Od nowego roku akademickiego UWM uruchamia kształcenie na
kierunku lekarskim dla obcokrajowców. Będzie mógł przyjąć nawet pięćdziesiąt
osób. Oferta skierowana jest do wszystkich, choć zainteresowani są przede
wszystkim mieszkańcy Półwyspu Arabskiego. Dlatego uczelnię odwiedzili
przedstawiciele Arabii Saudyjskiej: dyrektor Programu Stypendialnego Króla
Abdullaha doktor Majed Alharbi oraz Hathal Homoud Al Otaibi. Goście spotkali
się z władzami uczelni i Wydziału Nauk Medycznych. Rozmawiano o kształceniu na
Uniwersytecie Warmińsko-Mazurskim, a następnie goście obejrzeli campus.

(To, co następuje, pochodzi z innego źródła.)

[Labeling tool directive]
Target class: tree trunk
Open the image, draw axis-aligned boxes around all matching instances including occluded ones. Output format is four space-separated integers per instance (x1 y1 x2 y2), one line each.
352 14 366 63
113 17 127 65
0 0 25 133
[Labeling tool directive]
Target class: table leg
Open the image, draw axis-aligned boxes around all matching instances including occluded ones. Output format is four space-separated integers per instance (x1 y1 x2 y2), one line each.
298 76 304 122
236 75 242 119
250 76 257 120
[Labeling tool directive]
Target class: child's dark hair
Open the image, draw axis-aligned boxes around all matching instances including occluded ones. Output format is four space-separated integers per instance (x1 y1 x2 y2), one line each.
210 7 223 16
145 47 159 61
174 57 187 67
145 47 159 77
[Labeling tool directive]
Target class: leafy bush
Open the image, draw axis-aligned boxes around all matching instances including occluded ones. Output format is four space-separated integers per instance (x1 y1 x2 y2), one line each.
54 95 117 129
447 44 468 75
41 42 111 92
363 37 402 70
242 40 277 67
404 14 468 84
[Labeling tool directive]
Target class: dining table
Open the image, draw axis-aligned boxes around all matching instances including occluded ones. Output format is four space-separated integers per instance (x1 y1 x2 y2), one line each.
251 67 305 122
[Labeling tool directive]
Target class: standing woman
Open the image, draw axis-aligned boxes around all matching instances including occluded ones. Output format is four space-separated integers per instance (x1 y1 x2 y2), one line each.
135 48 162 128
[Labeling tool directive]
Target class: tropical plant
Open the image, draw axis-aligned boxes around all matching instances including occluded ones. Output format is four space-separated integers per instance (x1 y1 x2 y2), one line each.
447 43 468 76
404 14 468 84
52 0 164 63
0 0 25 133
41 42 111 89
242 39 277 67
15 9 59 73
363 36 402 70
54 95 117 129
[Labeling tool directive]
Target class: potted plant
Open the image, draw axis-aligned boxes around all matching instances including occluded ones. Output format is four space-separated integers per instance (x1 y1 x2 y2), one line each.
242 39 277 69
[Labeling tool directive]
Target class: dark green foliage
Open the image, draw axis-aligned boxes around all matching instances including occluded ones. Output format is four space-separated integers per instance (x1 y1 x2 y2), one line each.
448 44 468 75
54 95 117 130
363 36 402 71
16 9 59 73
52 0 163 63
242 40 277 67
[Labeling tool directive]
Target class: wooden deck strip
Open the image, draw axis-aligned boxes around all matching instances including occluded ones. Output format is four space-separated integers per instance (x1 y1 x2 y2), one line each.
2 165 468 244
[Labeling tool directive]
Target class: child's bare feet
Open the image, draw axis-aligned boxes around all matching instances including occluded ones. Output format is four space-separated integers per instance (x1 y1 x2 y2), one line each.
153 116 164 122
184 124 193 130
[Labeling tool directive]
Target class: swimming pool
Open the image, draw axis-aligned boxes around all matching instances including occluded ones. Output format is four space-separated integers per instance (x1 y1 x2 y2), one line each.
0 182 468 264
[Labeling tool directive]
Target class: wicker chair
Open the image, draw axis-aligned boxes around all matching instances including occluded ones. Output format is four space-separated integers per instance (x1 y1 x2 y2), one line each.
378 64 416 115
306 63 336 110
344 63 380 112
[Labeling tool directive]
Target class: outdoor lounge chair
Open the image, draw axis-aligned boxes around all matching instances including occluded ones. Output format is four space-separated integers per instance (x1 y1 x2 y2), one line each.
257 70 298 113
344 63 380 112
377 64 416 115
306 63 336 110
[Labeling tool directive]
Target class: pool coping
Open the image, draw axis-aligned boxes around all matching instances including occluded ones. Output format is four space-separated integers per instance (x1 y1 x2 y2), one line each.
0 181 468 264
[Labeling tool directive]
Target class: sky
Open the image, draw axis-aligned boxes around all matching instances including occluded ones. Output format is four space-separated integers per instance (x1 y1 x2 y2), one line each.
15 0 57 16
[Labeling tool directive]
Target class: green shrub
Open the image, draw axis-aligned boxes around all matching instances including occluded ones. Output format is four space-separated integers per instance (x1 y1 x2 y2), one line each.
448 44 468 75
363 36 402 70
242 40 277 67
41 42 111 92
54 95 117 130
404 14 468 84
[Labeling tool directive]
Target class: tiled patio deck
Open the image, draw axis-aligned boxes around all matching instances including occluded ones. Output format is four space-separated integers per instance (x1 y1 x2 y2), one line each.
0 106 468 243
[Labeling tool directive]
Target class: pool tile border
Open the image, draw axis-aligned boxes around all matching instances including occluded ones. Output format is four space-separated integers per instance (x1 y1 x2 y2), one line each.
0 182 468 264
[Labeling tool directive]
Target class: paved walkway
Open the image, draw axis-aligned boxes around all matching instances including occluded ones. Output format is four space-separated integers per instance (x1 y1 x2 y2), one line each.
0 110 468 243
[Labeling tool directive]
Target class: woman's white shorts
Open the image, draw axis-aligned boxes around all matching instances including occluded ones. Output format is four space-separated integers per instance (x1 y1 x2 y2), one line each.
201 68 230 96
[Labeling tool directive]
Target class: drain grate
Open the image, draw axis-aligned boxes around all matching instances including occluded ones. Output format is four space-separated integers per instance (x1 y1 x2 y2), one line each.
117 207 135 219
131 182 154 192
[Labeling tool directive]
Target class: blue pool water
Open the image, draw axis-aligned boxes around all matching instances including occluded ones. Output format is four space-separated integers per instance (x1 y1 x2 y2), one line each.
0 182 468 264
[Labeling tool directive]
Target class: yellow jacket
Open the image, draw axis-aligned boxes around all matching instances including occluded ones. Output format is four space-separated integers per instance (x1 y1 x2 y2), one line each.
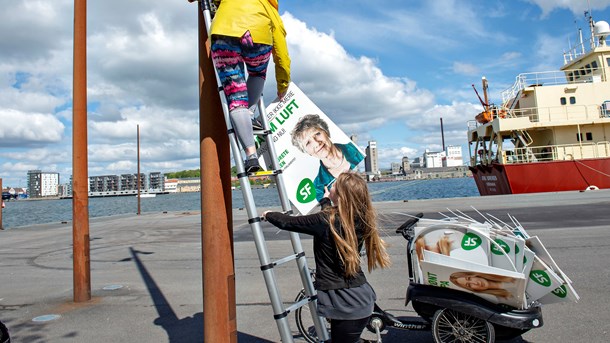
210 0 290 93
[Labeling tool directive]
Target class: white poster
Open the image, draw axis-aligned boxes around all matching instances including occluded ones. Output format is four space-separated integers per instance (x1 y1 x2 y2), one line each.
258 83 364 214
408 224 489 266
420 251 526 308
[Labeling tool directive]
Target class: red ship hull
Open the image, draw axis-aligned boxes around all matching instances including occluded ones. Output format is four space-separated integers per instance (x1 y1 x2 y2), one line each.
470 158 610 195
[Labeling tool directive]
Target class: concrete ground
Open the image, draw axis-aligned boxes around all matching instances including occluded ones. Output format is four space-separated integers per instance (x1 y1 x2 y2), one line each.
0 191 610 343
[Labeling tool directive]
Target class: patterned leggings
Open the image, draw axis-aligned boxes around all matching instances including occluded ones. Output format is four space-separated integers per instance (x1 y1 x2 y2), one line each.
211 35 272 110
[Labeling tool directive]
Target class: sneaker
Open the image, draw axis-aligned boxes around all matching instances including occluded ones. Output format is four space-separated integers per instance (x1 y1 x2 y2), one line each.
252 118 265 131
244 158 261 173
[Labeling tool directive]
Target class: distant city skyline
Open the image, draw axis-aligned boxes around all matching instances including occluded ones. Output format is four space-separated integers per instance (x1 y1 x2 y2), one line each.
0 0 610 185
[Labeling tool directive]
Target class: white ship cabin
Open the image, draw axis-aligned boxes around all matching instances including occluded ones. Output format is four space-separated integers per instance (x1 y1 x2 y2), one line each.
468 19 610 166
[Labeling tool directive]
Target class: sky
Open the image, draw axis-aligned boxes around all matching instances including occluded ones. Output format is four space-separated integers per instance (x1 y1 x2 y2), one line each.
0 0 610 187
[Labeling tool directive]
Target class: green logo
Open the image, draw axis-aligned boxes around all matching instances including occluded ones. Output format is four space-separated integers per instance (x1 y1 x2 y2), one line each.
297 178 316 204
491 238 510 255
462 232 482 251
530 270 551 287
551 285 568 299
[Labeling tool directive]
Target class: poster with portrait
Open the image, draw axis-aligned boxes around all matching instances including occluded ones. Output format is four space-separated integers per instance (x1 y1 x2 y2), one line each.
414 223 490 266
420 251 526 309
257 83 365 214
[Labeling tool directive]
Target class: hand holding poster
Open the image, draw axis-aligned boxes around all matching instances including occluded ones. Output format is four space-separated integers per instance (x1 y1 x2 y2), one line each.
258 83 364 213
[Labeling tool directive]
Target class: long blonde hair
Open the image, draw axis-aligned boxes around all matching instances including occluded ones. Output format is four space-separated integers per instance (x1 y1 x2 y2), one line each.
328 172 391 277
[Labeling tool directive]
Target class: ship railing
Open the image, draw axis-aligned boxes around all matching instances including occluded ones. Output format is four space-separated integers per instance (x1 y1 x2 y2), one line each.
502 141 610 164
502 66 608 104
510 104 605 123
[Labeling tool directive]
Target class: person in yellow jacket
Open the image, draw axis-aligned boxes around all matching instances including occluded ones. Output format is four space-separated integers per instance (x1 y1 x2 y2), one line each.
210 0 290 173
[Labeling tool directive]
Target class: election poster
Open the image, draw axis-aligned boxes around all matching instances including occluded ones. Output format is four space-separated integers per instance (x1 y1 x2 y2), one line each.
257 83 365 214
420 251 526 308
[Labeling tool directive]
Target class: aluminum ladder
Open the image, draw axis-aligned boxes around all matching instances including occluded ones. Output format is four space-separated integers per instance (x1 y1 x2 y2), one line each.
194 0 330 343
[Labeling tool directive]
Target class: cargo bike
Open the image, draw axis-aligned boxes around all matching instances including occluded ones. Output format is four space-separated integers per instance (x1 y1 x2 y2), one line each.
295 213 543 343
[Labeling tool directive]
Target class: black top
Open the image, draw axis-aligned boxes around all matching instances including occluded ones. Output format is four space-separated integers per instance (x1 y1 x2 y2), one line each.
265 198 366 290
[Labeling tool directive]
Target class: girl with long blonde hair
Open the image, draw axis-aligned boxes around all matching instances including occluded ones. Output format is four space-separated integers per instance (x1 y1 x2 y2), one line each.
263 172 391 343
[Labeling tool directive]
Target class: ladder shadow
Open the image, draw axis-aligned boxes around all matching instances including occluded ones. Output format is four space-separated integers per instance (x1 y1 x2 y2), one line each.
129 247 272 343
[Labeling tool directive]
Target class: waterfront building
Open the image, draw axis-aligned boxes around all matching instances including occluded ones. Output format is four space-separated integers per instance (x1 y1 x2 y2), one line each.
423 149 445 168
146 172 165 192
177 177 201 192
89 175 120 192
364 141 379 179
120 174 138 189
401 156 411 175
443 145 464 167
391 162 402 175
163 179 178 193
27 170 59 198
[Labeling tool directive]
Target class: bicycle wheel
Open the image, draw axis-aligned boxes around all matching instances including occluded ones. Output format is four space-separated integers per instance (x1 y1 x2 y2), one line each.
432 308 496 343
294 290 330 343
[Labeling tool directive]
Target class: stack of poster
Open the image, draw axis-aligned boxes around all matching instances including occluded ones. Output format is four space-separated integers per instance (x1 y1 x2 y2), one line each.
412 218 579 309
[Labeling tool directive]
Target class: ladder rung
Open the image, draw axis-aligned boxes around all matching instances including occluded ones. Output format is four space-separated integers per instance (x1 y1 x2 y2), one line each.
237 169 282 179
286 295 318 313
261 251 305 271
252 130 273 136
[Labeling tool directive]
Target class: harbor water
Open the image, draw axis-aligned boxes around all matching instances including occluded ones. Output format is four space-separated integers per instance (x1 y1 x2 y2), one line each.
2 178 479 229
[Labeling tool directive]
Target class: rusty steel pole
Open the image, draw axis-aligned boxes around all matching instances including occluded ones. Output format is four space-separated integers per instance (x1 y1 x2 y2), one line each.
137 124 141 215
72 0 91 302
0 177 4 230
197 2 237 342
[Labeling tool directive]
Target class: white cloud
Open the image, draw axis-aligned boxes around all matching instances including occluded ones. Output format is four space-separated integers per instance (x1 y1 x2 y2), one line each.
274 13 434 133
0 109 64 147
453 62 480 75
527 0 610 17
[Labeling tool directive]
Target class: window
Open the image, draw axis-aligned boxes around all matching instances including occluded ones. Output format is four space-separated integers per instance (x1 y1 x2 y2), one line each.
591 61 597 71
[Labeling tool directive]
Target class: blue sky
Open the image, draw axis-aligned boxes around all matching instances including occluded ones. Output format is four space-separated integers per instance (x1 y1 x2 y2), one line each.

Z
Olsztyna udali się do Białegostoku, żeby przyjrzeć się jak tam funkcjonuje
Uniwersytet Medyczny. Następnie, dokonają wyboru, która z uczelni w Polsce
zostanie wpisana na listę Ministerstwa Szkolnictwa Wyższego Arabii Saudyjskiej.
- Przewidujemy dwie formy kształcenia na kierunku lekarskim
- mówi prof. Józef Górniewicz, rektor UWM. - Jeśli nasza oferta zostanie
zaakceptowana to już od października mogłaby przyjechać grupa, która
rozpoczęłaby naukę w języku angielskim. Natomiast od roku akademickiego
2011/2012 mogliby przyjeżdżać do nas studenci zainteresowani kompleksowym,
siedmioletnim kształceniem. Najpierw uczyliby się języka angielskiego i
polskiego a następnie medycyny.
Podczas wizyty w campusie Majed Alharbi oraz Hathal Homoud
Al Otaibi odwiedzili m.in. Bibliotekę Uniwersytecką i obejrzeli Uniwersytecki
Dom Rotacyjny (dawny akademik 120), bo tam prawdopodobnie zakwaterowani by byli
przyszli studenci.
Majed Alharbi, dyrektor Programu Stypendialnego Króla Abdullaha: - Polska ma bardzo dobrą reputację, jeśli chodzi o poziom kształcenia na kierunku medycznym. Są tu też dobre warunki do studiowania. Zanim nasi studenci rozpoczną studia na którejś z zagranicznych uczelni musi ona zostać wpisana na listę Ministerstwa Szkolnictwa Wyższego Arabii Saudyjskiej. Wyboru uczelni spośród tych wpisanych na listę dokonują sami studenci.